The military in DR Congo said on Tuesday that sixteen militiamen have been killed in the northeastern part of the country, an area where ethnic violence has left at least 160 dead and forced hundreds of thousands to flee in the past two weeks.
A spokesperson for the military said militia positions were targeted in Walendu Pitsi sector, killing 16 militiamen and capturing one.
“At the moment, operations are concentrated around the Kpadruma locality where there is violent fighting,” Lieutenant Jules Tshikudi, a provincial army spokesman, told reporters.
He said;
“The soldiers of the armed forces of the DRC have chased attackers from several localities which they were occupying and sowing insecurity.”
He also added that four AK47 rifles were recovered.
Lieutenant Tshikudi did not reveal the name of the group that was targeted, but there have been repeated outbreaks of violence between different ethnic groups in that area.
Between 10 and 12 June, there was a flare-up in violence in the Djugu region in DRC’s volatile Ituri Province which led to the deaths of at least 160 people, local authorities said.

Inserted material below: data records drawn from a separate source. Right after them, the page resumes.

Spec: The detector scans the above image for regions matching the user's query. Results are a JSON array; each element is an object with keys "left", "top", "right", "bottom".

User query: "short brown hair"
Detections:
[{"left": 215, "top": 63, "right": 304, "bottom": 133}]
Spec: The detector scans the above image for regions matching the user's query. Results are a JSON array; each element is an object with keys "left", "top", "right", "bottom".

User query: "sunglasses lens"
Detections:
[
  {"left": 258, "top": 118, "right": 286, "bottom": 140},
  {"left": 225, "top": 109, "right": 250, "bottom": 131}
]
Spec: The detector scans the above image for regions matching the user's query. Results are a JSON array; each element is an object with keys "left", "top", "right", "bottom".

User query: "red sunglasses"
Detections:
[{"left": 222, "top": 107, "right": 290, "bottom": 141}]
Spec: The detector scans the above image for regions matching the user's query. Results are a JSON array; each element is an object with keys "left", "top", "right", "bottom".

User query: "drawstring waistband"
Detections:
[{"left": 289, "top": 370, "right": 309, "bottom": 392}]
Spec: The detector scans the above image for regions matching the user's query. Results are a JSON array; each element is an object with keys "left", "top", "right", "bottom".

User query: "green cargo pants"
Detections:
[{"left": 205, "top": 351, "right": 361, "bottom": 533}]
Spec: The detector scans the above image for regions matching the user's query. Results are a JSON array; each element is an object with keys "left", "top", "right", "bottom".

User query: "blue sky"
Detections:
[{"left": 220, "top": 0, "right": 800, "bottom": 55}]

Earlier death tolls put the figure at somewhere between 50 and around 70.
The UN refugee agency has voiced deep concerns over the developments, which it said had seen “multiple attacks” involving the Hema and Lendu ethnic groups since early June.
The agency has said the recent wave of violence in the area has forced more than 300,000 people to flee their homes, with “large-scale displacement” reported in three of Ituri’s five administrative territories, with people fleeing unrest in Djugu territory especially.
The region which is known to be rich in gold, has experienced extreme violence before, with deaths numbering tens of thousands due to clashes between the Hema and Lendu form the periods of 1999 to 2003.
The DRC counts an estimated 4.5 million internally displaced people. Ituri and North Kivu province, just to the south, are battling with a major epidemic of Ebola that has claimed more than 1,400 lives since August last year. Both provinces are in the eastern part of the DRC, where the country shares its border with Uganda.